Implications: The observed differences in class frequency distribution across the three methods indicate that the choice of sampling strategy has substantial implications for downstream evaluation. Diverse selection enhances coverage of rare classes but risks over-representation of outliers, while similarity-based sampling fosters coherent intra-subset semantics but may under-represent broader class diversity. Thus, benchmarking models on these subsets without controlling for class distribution may confound performance with dataset construction biases.

Fig. 4 present a qualitative analysis of the distributional characteristics of datasets generated using different subset selection strategies. To enable visualization, high-dimensional feature representations—extracted from a pretrained deep model—are first reduced via Principal Component Analysis (PCA) and subsequently embedded into two dimensions using t-distributed Stochastic Neighbor Embedding (t-SNE) (Van der Maaten and Hinton, 2008). Each subplot illustrates the resulting 2D projections, where individual points correspond to class-level embeddings and are color-coded according to their respective class labels.

The ModelNet-D subset exhibits a relatively even and widespread distribution across the embedding space. The visible separation between clusters suggests that the ModelNet-D strategy effectively captures diverse and semantically distinct classes, aligning with its objective of maximizing class embedding diversity. In contrast, the ModelNet-S subset shows tighter clustering with several overlapping regions. This indicates that selected subsets tend to be locally concentrated in the feature space, emphasizing intra-cluster similarity as desired to emphasize local structure. The random selection in the ModelNet-R dataset yields a broader spread than ModelNet-S but lacks the structured dispersion of ModelNet-D. While random sampling does cover various regions, it does so without prioritizing semantic separation or representational balance, often resulting in redundant or overlapping classes.
Implications: These results highlight how diversity-aware selection (ModelNet-D) can produce more balanced and distinguishable representations, which may lead to improved model generalization and coverage of the feature space.

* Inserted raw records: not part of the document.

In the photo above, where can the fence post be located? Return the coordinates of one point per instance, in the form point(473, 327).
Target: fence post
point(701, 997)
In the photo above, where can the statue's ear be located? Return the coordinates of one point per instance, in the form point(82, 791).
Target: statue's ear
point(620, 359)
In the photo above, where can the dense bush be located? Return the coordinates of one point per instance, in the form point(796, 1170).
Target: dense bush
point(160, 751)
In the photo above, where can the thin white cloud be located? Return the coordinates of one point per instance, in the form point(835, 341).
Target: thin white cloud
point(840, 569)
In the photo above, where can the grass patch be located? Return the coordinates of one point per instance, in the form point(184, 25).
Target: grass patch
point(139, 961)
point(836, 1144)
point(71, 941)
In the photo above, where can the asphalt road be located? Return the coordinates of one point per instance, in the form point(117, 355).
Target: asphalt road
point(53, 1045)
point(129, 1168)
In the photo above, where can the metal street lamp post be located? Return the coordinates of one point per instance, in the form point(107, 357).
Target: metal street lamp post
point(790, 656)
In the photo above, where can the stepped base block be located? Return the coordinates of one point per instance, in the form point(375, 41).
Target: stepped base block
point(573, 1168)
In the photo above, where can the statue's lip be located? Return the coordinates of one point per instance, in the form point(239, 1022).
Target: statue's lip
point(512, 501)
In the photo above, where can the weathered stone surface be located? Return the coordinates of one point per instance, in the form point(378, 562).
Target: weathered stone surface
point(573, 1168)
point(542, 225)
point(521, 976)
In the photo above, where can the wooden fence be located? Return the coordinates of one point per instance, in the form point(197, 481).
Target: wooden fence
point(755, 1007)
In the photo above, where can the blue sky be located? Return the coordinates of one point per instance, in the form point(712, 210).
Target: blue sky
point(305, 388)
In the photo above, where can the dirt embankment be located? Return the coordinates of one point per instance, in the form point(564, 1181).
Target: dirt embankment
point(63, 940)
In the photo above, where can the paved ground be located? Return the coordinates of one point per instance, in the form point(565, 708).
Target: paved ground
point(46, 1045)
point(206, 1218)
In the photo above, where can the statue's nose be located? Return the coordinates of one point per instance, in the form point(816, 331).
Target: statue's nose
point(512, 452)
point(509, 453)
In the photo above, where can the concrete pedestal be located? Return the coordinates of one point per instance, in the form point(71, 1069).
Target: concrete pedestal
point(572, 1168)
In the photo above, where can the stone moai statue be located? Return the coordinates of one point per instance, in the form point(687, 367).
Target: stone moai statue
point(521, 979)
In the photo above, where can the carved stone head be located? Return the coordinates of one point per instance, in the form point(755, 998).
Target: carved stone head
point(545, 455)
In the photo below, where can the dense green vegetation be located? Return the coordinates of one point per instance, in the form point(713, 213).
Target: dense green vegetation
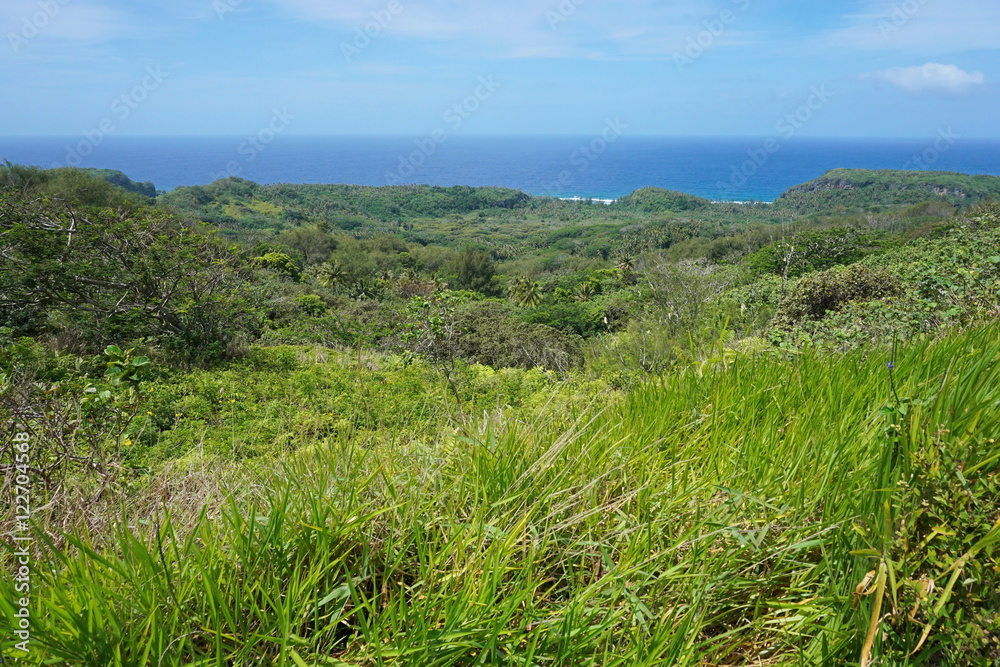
point(338, 425)
point(863, 188)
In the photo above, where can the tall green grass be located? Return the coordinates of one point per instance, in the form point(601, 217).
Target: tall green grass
point(720, 516)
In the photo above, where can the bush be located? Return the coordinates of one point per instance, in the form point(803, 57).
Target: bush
point(828, 291)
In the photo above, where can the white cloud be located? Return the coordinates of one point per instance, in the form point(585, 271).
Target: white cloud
point(932, 77)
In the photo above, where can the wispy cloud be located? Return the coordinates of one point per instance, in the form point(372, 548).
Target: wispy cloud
point(929, 78)
point(584, 29)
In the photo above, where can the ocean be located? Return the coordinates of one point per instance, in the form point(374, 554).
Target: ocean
point(604, 166)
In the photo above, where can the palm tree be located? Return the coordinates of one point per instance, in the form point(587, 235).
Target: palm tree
point(586, 291)
point(626, 269)
point(525, 292)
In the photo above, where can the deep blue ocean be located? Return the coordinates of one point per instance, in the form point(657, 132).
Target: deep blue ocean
point(737, 169)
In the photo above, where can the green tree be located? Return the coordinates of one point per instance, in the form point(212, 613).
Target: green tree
point(179, 284)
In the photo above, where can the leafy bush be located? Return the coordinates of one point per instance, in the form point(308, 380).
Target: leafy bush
point(816, 295)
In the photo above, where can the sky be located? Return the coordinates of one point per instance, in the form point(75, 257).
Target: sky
point(851, 68)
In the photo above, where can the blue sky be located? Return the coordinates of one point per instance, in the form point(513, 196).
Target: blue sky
point(858, 68)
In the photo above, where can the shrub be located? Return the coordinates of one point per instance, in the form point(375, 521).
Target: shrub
point(828, 291)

We compute the average pairwise Jaccard similarity between the generated subsets. Fig. 5 illustrates the comparative average Jaccard similarities across all subset pairs.

The observed Jaccard similarities for ModelNet-D vs ModelNet-R ($\sim 0.084$) and ModelNet-S vs ModelNet-R ($\sim 0.0839$) are relatively low, reflecting the distinct nature of deterministic selection strategies compared to random sampling. This indicates that both diversity- and similarity-based methods consistently select class combinations that diverge from the distributions generated by purely random procedures. The near-equivalence of the scores suggests that the degree of departure from randomness is comparably strong in both structured approaches. Surprisingly, ModelNet-D vs ModelNet-S exhibits a noticeably higher average Jaccard similarity ($\sim 0.09$). Despite the opposing selection objectives—maximizing dissimilarity versus enforcing similarity—this result suggests that both strategies converge on a common subset of frequently selected classes. This convergence is likely driven by the underlying class embedding structure, where certain class groups simultaneously satisfy both diversity and similarity criteria. These classes may inhabit sparsely populated regions of the class embedding space or form tight sub-clusters that align with both optimization heuristics.
Implications: These results underscore the importance of analyzing inter-subset similarity when constructing evaluation benchmarks. While low overlap ensures broad coverage and reduced redundancy, the elevated similarity between ModelNet-D and ModelNet-S suggests that selection biases—particularly toward prominent or structurally salient classes—can manifest across strategies. Consequently, model evaluations across these variants may not be fully independent, and care should be taken to account for underlying class frequency imbalances.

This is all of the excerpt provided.